Der Wahnsinn des Urnenpöbels zeigt sich darin, daß der Mann, der mit „Mehr Kapitalismus wagen“ dagegenhielt, heute als fähigster Kanzlerkandidat der CDU gilt.

(…..) Marion Dönhoff schrieb schon in den 1990er Jahren ihr bedeutendes Werk „Zivilisiert den Kapitalismus“ und legte damals schon dar, was uns dann richtig offensichtlich 2008 mit der Weltfinanzkrise ereilte.
Welche Gegenmeinung soll man da noch einnehmen, wenn jemand so offensichtlich voll ins Schwarze getroffen hat.
Bezweifelt denn noch irgendeiner, daß den internationalen Spekulanten das Handwerk gelegt werden muß? Ich würde dazu gern eine SERIÖSE Stellungnahme lesen, die mir erklärt weswegen das Derivatehandeln und Spekulieren mit Lebensmitteln eigentlich sein muß.
Es gibt auch Menschen, die sich dafür einsetzen.
So schrieb CDU-Darling Friedrich Merz, den heute noch fast die ganze Partei zurücksehnt, im Jahr 2008 sein Buch „Mehr Kapitalismus wagen“.
Wenn jemand so rechts argumentiert, merkt man allerdings meistens sehr schnell wieso das so ist. In Merz‘ Fall hängt das offenbar damit zusammen, daß er für den Hedgefonds „TCI“ arbeitet und persönlich damit sehr reich geworden ist.
Darauf läuft es fast immer hinaus.
Wenn jemand etwas offensichtlich Unsinniges beschließt, wie zum Beispiel den Merkel’schen Freifahrtschein für CO2-verschleudernde schwere Limousinen, dann erfolgte dies natürlich nicht aus Überzeugung, sondern auf Druck.
Eine Millionenschwere Lobby ist sehr effektiv.
Waffenexporte, AKW-Subventionen, tierquälerische Geflügelzucht – wieso so etwas erlaubt ist, kann relativ leicht beantwortet werden.
Gier, Geld, Macht. (……)
(Verschiedene Journalisten, 28.10.2013)

Christian Lindners Partei schrammt inzwischen an der 5%-Hürde.
Das sind angesichts der offensichtlichen Untauglichkeit all seiner Ansichten immer noch fünf Prozentpunkte zu viel.

Das DIW, welches dem Lindnerismus endgültig auf den Müllhaufen der Geschichte schmeißt, ist damit nicht allein; die anderen Wirtschaftsfreundlichen Professoren und Institute sehen es genauso.

[….] Sebastian Dullien, Direktor des Instituts für Makroökonomie und Konjunkturforschung (IMK), sprach sich für eine gezielte Ausweitung der Staatsausgaben aus: «Jetzt muss die Nachfrage gestützt werden. Auch Investitionen in Wasserstoffnetze könnte man anschließen. Und der Investitionsstau im Straßenbau und bei den Schulen ist groß.» [….]

Der industriefreundliche Subventionskapitalismus à la Lindner und Merz ist am Ende.
Die Alternative dazu lautet natürlich nicht Protektionismus, Isolationismus oder gar Planwirtschaft.
Nein, Unternehmertum und Gewinne muss es weiterhin geben, aber es braucht einen starken sozialdemokratisch geführten Staat, der Exzesse wie Steuerfreiheit für internationale Tech-Konzerne abstellt, der eine Tobinsteuer einführt, streng auf Arbeitnehmerrechte, Teilhabe und Umweltschutz achtet.

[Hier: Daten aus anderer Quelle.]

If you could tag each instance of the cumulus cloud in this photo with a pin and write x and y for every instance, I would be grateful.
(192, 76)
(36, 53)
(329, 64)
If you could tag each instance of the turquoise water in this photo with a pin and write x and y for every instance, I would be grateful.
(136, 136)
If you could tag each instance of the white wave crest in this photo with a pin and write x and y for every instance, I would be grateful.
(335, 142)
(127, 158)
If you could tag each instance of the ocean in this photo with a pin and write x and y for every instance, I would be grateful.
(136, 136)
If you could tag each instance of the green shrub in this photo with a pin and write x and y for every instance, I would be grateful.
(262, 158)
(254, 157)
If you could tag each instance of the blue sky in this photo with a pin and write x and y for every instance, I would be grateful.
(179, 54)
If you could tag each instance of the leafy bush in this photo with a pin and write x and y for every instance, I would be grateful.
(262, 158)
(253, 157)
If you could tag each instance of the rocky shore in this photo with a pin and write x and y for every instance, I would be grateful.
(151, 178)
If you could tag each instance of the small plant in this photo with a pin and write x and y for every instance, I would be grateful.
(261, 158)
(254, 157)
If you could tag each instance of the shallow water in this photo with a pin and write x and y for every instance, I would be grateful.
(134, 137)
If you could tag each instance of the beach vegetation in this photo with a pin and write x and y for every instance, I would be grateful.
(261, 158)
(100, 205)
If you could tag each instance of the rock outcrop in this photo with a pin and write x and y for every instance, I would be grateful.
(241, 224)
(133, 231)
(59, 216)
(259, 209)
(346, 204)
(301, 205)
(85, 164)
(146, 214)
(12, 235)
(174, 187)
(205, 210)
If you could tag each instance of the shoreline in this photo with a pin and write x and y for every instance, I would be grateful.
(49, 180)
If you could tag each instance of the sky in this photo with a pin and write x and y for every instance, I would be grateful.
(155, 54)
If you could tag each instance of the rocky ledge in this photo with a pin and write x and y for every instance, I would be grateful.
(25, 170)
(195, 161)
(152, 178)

So wie Deutschland jetzt aufgestellt ist, wird es nicht mehr lange gut gehen.

[….] Je länger die Covid-19-Pandemie anhält, desto höher die Zahl der Unternehmenspleiten, was wiederum den Berg fauler Unternehmenskredite in der EU-Finanzbranche anschwellen lässt und Banken wie jüngst die spanische Santander in Schieflage bringt. Davon abgesehen urteilen US-Think-Tanks, der weltweit zunehmende Protektionismus werde der extrem exportabhängigen Bundesrepublik eine dauerhafte konjunkturelle Erholung unmöglich machen.[14] In den ökonomisch kollabierenden Vereinigten Staaten etwa, die im zweiten Jahresquartal eine Kontraktion der Wirtschaftsleistung um rund zehn Prozent hinnehmen mussten - auf das Jahr hochgerechnet, wie es US-Standards entspricht, sind es sogar 32,9 Prozent -, sprechen sich im Wahlkampf beide Kandidaten für eine stärkere Abschottung des US-Binnenmarkts aus. Für die deutsche Exportindustrie, deren bedeutendster Absatzmarkt die USA zuletzt waren, ist das eine verhängnisvolle Perspektive. [….]

Deutschland braucht jetzt also dringend all das, wovon sich Lindners Fußnägel hochbiegen:
Strenge Corona-Maßnahmen, mehr Schulden, kräftige Investitions- und Konjunkturprogramme, Ausweitung der Sozialleistungen und ein deutlich angehobener Mindestlohn (ohne Ausnahmen durch Werksverträge), so daß die Binnenkonjunktur angekurbelt wird.